Como tantos colegas na EST e da IECLB, sinto muita tristeza com a perda do colega, professor e amigo Hermann Brandt. Fui estudante durante boa parte de sua estadia no Brasil, ajudei a editar na época o seu livro sobre o “Risco do Espírito. Um estudo pneumatológico” (São Leopoldo: Sinodal, 1977. A segunda edição é de 1985 com o título O Espírito Santo), um marco na pneumatologia entre nós, ainda que não reconhecido como tal. Brandt logo em seguida escreveu um pequeno livro, mais voltado às comunidades de fé, sobre o tema “Espiritualidade” (São Leopoldo: Sinodal, 1978) que recentemente, após cuidadosa revisão do próprio autor, foi reeditado com o título Espiritualidade – vivência da graça (São Leopoldo: Sinodal, EST, 2007).
H. Brandt foi um teólogo sensível, aberto ao diálogo, rigoroso na argumentação, no aprofundamento das questões da teologia sistemática e do ecumenismo. Logo que saiu o livro de Leonardo Boff, Jesus Cristo Libertador, em 1972, ele soube analisar o livro com abertura e senso crítico. Publicou artigo sobre o livro, na revista Estudos Teológicos, que lhe valeu uma resposta dura por parte do então frei Leonardo. Quando se encontraram mais tarde na Noruega e, recentemente, no Brasil, ambos haviam superado as divergências e demonstraram como se pode fazer teologia, quando o debate é justo, honesto e de alto nível.
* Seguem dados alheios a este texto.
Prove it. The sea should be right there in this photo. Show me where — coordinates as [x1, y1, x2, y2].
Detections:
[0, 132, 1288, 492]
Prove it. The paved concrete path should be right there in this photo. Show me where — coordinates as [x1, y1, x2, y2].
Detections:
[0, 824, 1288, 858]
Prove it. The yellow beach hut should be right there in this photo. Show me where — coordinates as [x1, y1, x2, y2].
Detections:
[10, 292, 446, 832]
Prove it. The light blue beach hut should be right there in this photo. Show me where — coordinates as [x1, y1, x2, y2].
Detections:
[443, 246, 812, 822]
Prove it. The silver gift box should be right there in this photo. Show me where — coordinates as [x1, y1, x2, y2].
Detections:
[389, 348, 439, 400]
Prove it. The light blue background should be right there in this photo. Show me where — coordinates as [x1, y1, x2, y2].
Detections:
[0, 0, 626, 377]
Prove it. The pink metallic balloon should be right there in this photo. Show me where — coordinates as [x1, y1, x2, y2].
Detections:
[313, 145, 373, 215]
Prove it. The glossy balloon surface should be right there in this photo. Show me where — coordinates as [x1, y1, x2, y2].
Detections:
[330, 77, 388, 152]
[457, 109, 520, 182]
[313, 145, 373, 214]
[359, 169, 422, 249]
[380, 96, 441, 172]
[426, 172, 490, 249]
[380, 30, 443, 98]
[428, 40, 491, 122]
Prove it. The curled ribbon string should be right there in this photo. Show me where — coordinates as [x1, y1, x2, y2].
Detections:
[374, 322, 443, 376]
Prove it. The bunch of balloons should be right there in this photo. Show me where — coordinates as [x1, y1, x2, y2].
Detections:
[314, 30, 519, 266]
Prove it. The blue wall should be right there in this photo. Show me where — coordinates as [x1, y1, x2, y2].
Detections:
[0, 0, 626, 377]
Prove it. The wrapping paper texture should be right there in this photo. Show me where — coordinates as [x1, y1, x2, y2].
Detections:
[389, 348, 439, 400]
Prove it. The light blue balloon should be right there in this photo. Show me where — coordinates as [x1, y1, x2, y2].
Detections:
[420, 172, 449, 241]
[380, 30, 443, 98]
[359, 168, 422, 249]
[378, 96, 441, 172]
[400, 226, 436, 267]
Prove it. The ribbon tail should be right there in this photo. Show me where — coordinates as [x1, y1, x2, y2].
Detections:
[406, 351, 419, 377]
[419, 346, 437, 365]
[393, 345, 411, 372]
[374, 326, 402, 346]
Estudei para minha tese de doutorado a última parte da carreira acadêmica de H. Brandt. Fiz questão de que o seu livro com ensaios de missiologia contemporânea fosse traduzido para o português, publicado com o belo e instigante título O encanto da missão (São Leopoldo: Sinodal, EST, CEBI, 2006). Em sua última cátedra como docente, Brandt migrou da teologia sistemática para a Missiologia, as Ciências da Religião e o Ecumenismo. Este foi talvez o maior desafio de sua vida como docente e como teólogo crítico. Seus últimos trabalhos reafirmam a centralidade da missão tanto para as igrejas cristãs quanto para a teologia. Para ele missão implica impulso para a transformação, da igreja e do mundo a quem o evangelho é anunciado.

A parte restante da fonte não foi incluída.